When I was at New York Life, we went so far as to feature an advisory on the front page of our site: “Looking for a Quote? Not at New York Life!” Hell, I wrote the thing, so I guess it was actually my mea culpa for failing to convince my superiors that we should grasp the opportunity to educate the public about price; it was simply the best I could make of a bad, and stupid, situation. Quite stupid, in fact, as this particular piece of purple prose, I’m reliably informed, was one of the major factors leading MetLife to accept the implied challenge and begin offering, first, sample quotes, then actual individual quotes and, finally, sell the damn product online. (So, yeah, the execs were right: Give these Internet guys an inch and they’ll take a country mile…)
I remember sitting at a presentation at the New York Yacht Club — BTW, never turn down an invite to see the Yacht Club! — unveiling MetLife’s then brand-new “If” TV commercial campaign. Our host, MetLife’s CMO at the time, took a question, undoubtedly planted, about, of all things, price quotes, and answered — I will never forget these exact words, even if she certainly has by now: You’d be surprised how much life insurance you can sell if you tell people how much it costs.

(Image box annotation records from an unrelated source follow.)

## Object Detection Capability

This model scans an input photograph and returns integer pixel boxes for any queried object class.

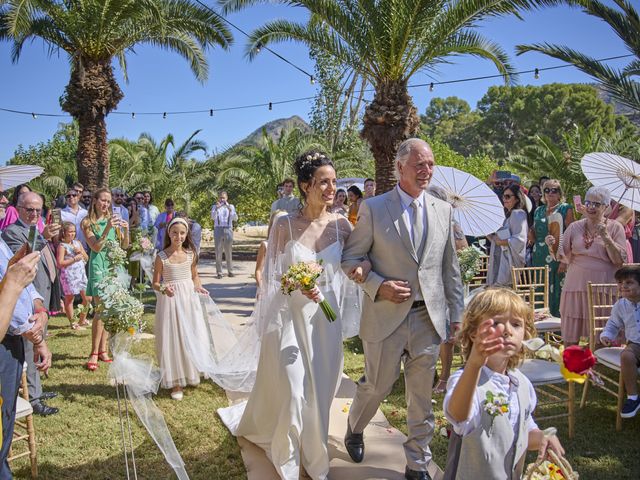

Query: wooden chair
[520,358,576,438]
[580,282,640,431]
[8,363,38,478]
[511,265,560,343]
[469,255,489,290]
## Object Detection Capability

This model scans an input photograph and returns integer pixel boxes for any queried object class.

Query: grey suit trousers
[213,227,233,275]
[349,306,441,471]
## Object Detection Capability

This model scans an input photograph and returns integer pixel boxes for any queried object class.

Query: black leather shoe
[31,401,59,417]
[344,422,364,463]
[404,467,431,480]
[40,392,58,400]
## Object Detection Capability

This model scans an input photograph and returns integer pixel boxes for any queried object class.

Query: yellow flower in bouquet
[280,261,336,322]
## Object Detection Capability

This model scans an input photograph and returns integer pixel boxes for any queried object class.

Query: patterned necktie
[411,198,424,256]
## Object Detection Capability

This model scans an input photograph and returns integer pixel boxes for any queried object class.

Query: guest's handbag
[522,450,580,480]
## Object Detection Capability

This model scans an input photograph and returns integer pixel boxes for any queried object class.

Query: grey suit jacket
[2,220,60,310]
[342,189,464,342]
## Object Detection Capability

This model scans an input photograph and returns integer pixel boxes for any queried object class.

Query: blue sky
[0,1,628,164]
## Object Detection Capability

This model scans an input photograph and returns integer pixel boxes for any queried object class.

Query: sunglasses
[18,206,42,215]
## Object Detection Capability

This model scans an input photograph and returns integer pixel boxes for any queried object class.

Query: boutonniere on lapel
[483,391,509,433]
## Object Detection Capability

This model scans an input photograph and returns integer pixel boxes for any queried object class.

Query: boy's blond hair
[458,287,536,370]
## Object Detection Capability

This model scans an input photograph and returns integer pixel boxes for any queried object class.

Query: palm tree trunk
[61,58,123,191]
[360,81,420,193]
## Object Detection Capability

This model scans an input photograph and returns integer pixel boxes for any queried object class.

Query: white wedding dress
[218,215,359,480]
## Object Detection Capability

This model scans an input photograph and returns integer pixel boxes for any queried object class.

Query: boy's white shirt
[443,366,538,436]
[600,298,640,345]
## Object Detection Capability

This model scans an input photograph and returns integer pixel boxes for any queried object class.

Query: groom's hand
[378,280,411,303]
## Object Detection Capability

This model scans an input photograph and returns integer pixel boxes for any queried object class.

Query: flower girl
[153,218,209,400]
[56,222,89,330]
[444,288,564,480]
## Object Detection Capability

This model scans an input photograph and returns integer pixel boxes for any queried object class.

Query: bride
[218,151,370,480]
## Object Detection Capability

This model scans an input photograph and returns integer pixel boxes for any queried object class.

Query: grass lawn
[12,295,640,480]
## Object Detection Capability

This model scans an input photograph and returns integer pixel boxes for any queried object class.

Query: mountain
[238,115,311,145]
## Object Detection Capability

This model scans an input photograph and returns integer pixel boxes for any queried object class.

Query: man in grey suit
[342,138,463,480]
[2,192,60,415]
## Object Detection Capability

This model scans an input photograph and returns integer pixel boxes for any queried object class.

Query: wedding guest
[271,178,302,213]
[211,191,239,278]
[82,188,129,372]
[60,187,88,248]
[2,192,62,416]
[487,185,528,286]
[80,189,92,211]
[347,185,362,225]
[342,138,463,480]
[152,217,208,400]
[56,222,89,330]
[0,244,51,479]
[529,179,574,317]
[110,187,129,223]
[143,190,160,225]
[0,183,44,233]
[607,200,636,263]
[443,288,564,480]
[560,187,627,345]
[154,198,175,251]
[331,188,348,217]
[426,185,469,394]
[600,265,640,418]
[364,178,376,200]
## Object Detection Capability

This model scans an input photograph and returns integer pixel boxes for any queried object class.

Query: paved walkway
[198,260,442,480]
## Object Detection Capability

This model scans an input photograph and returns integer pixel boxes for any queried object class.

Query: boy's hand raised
[469,318,504,366]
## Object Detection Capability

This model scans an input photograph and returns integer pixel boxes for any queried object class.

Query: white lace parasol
[580,152,640,210]
[431,166,505,237]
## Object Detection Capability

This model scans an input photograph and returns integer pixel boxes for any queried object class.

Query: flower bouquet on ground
[522,450,579,480]
[280,261,336,322]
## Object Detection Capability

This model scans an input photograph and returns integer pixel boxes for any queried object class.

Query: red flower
[562,345,596,375]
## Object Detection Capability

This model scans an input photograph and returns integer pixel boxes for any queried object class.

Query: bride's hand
[300,287,320,303]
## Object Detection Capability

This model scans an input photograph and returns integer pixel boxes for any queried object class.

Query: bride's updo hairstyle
[293,150,335,203]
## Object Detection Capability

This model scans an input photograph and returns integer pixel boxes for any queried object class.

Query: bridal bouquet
[280,262,336,322]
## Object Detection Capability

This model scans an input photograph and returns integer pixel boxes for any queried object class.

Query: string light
[0,54,634,119]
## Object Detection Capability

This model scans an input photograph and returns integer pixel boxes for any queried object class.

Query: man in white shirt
[271,178,302,213]
[61,187,88,250]
[211,191,238,278]
[111,187,129,222]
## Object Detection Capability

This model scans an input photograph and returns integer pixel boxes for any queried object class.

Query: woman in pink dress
[551,187,627,345]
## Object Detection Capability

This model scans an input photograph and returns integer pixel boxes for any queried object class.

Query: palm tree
[221,0,556,191]
[0,0,232,190]
[516,0,640,112]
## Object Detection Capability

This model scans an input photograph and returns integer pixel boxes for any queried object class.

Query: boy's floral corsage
[484,391,509,427]
[280,261,336,322]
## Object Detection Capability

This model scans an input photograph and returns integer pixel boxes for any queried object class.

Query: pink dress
[560,219,627,343]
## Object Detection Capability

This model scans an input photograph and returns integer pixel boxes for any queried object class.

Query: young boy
[600,265,640,418]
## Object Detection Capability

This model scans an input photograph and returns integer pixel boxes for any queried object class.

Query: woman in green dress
[81,188,129,372]
[529,180,574,317]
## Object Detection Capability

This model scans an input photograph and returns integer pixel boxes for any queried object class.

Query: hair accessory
[167,217,189,232]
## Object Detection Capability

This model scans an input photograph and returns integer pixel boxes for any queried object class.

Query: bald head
[18,192,42,225]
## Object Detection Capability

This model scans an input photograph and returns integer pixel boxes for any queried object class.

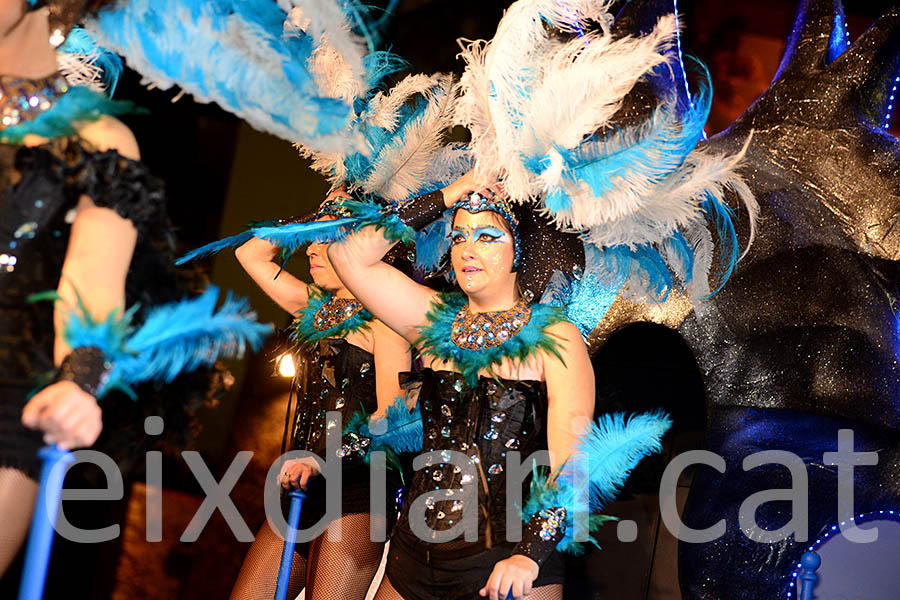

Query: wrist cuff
[54,346,112,398]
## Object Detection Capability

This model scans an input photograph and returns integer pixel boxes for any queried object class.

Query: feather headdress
[455,0,757,332]
[87,0,396,151]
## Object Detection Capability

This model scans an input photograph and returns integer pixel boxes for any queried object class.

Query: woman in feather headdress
[0,0,267,574]
[231,193,411,600]
[320,0,755,600]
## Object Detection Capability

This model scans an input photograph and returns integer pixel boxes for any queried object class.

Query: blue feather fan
[522,410,672,553]
[59,286,271,396]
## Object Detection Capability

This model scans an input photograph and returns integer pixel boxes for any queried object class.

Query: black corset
[0,140,175,386]
[401,369,547,547]
[290,338,378,457]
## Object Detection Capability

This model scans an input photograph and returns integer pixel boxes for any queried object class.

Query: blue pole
[19,446,75,600]
[272,490,306,600]
[797,552,822,600]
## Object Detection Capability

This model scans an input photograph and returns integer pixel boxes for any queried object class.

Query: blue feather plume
[357,396,422,454]
[522,410,672,552]
[416,210,453,273]
[175,217,359,265]
[64,286,271,396]
[541,244,630,340]
[88,0,353,151]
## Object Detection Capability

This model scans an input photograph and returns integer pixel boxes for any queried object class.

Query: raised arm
[328,173,476,344]
[372,320,412,417]
[328,227,436,344]
[544,322,595,469]
[234,238,309,315]
[22,118,139,448]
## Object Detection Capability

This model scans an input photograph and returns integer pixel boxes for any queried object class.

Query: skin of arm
[328,171,478,344]
[22,117,140,448]
[479,322,595,600]
[328,226,437,344]
[234,238,309,315]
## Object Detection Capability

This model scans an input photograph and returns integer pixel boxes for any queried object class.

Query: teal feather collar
[417,293,565,387]
[290,286,374,347]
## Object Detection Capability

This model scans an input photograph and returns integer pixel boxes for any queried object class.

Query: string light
[884,76,900,129]
[787,508,900,598]
[275,352,297,377]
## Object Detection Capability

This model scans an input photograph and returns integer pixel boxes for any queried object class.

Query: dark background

To say that I was more than flabbergasted to hear this from a MetLife bigwig is to significantly understate the case, even if I had been endlessly promoting the sentiment (and prediction!) internally for a good long time. Certainly this was something our brethren in the P&C business had known and acted on for years already, but it was not a sentiment you’d likely hear — publicly, anyway — from the big agency carriers. Looking for a quote? Not at New York Life (or the Met, or Pru, or Northwestern, or MassMutual, or Guardian, or Hancock…)
So, back to the SelectQuote and MetLife TV commercials: Nothing revolutionary, perhaps, certainly not today, but still very important because, you guessed it, this is the age of taking action — oops, wrong product — no, it’s because you shouldn’t be at all surprised by how much life insurance you can sell when you tell people what it costs.
A Note: MetLife has more or less completed its latest Web site strategic evolution, existing now almost solely, from a business point of view, to facilitate direct sales. And New York Life now offers not only price quotes, but direct sales as well. (The latter is horribly done, by the way, but that’s a subject for another post.)